I barely got any chances to play this last summer when I bought it. I was showing some friends my game collection, and they asked to play this.
Components wise, this game is a mess. There are so many little things for everyone that I never organized it, so we spent a half hour setting up and organizing while i tried to explain the game.
The rules were simple enough for everyone to get very quickly. We started playing a four player game, with me as these beetle guys who are very tough. I picked them because I figured there would be more player vs. player combat with four players, and my opponents are all magic players who chose the races that get the most cards.
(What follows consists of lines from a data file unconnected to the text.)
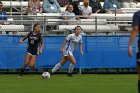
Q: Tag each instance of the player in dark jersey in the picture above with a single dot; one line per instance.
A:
(135, 31)
(35, 46)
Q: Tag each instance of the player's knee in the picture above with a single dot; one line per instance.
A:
(31, 66)
(25, 64)
(73, 63)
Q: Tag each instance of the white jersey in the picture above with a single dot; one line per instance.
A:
(72, 41)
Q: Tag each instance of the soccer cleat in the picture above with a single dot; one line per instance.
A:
(50, 71)
(69, 74)
(20, 75)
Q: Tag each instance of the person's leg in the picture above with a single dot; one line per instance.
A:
(125, 5)
(58, 66)
(71, 66)
(32, 62)
(138, 69)
(26, 62)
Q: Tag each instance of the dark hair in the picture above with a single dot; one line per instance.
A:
(77, 27)
(68, 6)
(35, 25)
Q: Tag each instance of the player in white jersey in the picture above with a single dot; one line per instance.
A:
(67, 48)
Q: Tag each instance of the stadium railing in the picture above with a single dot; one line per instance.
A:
(53, 23)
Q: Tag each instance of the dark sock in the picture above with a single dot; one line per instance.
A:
(138, 86)
(22, 71)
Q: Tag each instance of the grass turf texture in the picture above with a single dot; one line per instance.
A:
(87, 83)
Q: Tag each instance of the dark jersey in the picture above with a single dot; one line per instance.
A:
(34, 42)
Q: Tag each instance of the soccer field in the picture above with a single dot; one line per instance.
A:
(86, 83)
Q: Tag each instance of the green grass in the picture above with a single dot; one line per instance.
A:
(87, 83)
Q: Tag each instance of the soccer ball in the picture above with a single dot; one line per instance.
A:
(46, 75)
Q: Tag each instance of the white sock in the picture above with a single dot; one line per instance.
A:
(57, 66)
(71, 67)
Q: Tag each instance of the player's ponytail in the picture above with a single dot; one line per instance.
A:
(35, 25)
(77, 27)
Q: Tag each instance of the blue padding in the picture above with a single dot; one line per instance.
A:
(99, 52)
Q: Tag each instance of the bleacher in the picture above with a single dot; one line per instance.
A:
(97, 23)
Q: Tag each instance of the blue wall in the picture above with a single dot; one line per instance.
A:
(99, 52)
I very quickly realized the problem with playing Magic players in a game with card abilities: they figure out ways to exploit abilities to do awesome stuff (I do not wish to type out an explanation for one of these, but it involved teleportation pants and us all running out of Space Stuff cards). I say exploit, but is clear that general ridiculousness is a design decision. Here is an example: The Arbiters are designed to get points from controlling destroyed locations. They also have the abilities to destroy a location, and spawn on destroyed locations. Naturally this causes everyone with Atomic Bombs to want to bomb each others boards so the guy playing the Arbiters can spawn on their board. However, we all realize that this will be a path to victory for that player because his stated goal at the beginning of the game was "destroy every location." So he could spawn his guys on any of the five or six destroyed places we got on the board, plus he had teleportation pants that let him move his guys onto one spot anywhere once a turn. This caused the game to be about preventing one player from destroying everything, while the rest of us attempted to eek out a win.
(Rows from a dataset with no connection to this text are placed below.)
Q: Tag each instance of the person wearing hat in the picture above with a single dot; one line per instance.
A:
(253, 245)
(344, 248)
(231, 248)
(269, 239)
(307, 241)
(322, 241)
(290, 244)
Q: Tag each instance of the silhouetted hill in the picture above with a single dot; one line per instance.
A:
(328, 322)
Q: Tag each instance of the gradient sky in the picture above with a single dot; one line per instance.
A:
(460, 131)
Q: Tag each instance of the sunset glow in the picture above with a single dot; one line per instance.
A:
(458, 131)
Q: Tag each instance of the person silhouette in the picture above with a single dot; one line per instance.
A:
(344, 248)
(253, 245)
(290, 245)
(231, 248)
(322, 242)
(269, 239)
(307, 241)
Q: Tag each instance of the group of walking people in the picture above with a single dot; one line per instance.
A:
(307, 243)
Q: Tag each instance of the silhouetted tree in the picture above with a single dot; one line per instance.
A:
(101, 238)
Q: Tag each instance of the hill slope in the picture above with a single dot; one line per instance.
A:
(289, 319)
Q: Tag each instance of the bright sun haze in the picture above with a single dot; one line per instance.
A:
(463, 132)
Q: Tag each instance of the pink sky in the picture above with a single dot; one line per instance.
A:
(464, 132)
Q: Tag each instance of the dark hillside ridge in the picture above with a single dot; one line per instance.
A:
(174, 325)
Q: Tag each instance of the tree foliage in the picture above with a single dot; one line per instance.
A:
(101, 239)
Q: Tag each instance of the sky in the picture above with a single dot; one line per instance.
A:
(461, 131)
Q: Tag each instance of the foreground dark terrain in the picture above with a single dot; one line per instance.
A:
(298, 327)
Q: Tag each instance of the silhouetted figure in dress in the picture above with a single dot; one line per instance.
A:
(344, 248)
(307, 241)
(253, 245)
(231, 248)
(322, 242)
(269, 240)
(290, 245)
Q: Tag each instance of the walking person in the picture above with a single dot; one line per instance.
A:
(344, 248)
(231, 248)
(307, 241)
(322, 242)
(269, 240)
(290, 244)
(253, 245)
I clearly find this game weird and silly, but it's fun. I don't like it as a "game" in the same way A Few Acres of Snow is a game, but as an experience. This is fine because that's the point of board gaming is to have experiences. I wouldn't put a score or number to this game. I already gave it a 7, and that seems right, but it felt like a ten when a friend had four saucers destroyed by a teenage couple with a strength of 0 who had rolled four 6's.
-
Matthias Desbois
Netherlands Amsterdam
-
I guess you caught the essence of the game: fun
Nothing serious, enjoyable moment with lots of laughs
-
Leslie Taylor
United States
Florida
-
The game is great fun, but that can turn into great frustration easily. I had another game tonight where one player went from first place to last in three turns, and could do nothing to stop it. Then another player took a city and had three lucky fights and won the game. I love the luck when it becomes an epic story, but goddamn if it doesn't make the game annoying sometimes.